Matt dropped his hands from her arms, took a step back. "What the hell is this about? You're pissed off at me, fine, but this is crap."

"It's not crap. It's the truth. He'd been sleeping with her for months. We broke up the night he died."

Matt's eyes were steel. "He wasn't that type of guy."

"I caught him, Matt. He had his hands down her shirt and--" The vision came along with the pain. The devastation of his death, the regret of her last words, they'd overshadowed everything else that night, but it came back now. The humiliation, the anger. The shock that someone she'd loved could hurt her to the marrow of her bones. Lauren bit her lip, fought to control the pain.

Matt shook his head. "I knew him for years. If anyone knew what he was capable of, it was me. And I'm telling you Gil couldn't have done that. Maybe you think he was cheating, maybe you saw something else and you just think--"

"I know what I saw!"

"And I know my best friend!"

No, he didn't. He didn't know what Gil was capable of and he clearly didn't know her either, not at her core, if he suspected she'd slander Gil's memory for the hell of it.

"If you can't believe me, then we don't have what I thought we did. And if we don't," she sniffed, wiped her eyes. But it didn't stop her from opening the door.

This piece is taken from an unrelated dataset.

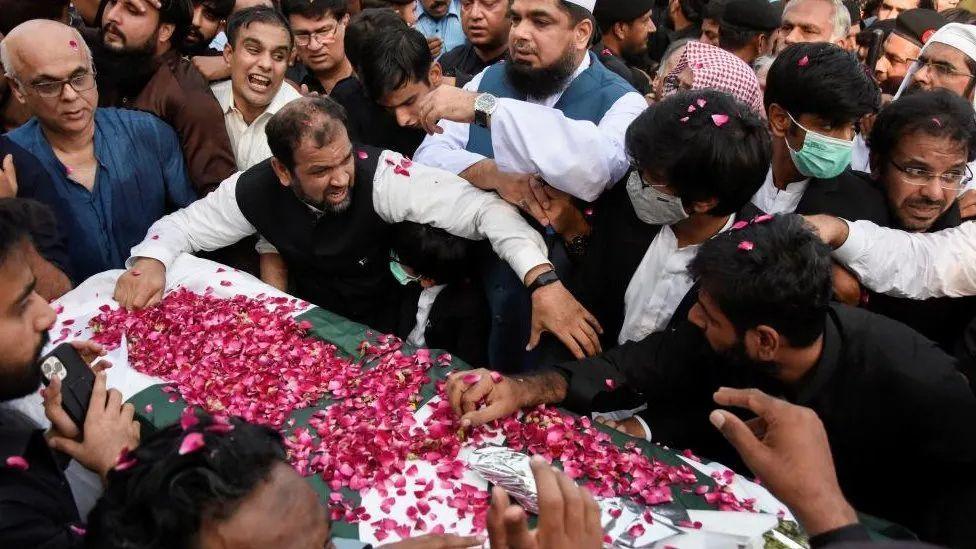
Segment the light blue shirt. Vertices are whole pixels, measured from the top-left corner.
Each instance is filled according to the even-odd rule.
[[[447,9],[447,15],[440,19],[434,19],[424,9],[423,2],[417,2],[417,23],[414,28],[419,30],[424,36],[430,38],[436,36],[444,41],[441,48],[441,55],[464,45],[468,41],[464,36],[464,29],[461,28],[461,0],[450,0],[451,5]]]

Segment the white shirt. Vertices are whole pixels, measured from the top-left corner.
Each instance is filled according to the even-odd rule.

"I won't live another relationship that's a lie. Now I didn't say it four years ago. But I'm saying it now. Goodbye, Matt."

***

Matt didn't know what to think. His head was swimming and he felt as though he'd been awake for days. Nothing made sense. He'd finally gotten the woman of his dreams and she'd dumped him. Gil supposedly had been cheating on his girlfriend and there was a strong possibility one of his own men was a poacher.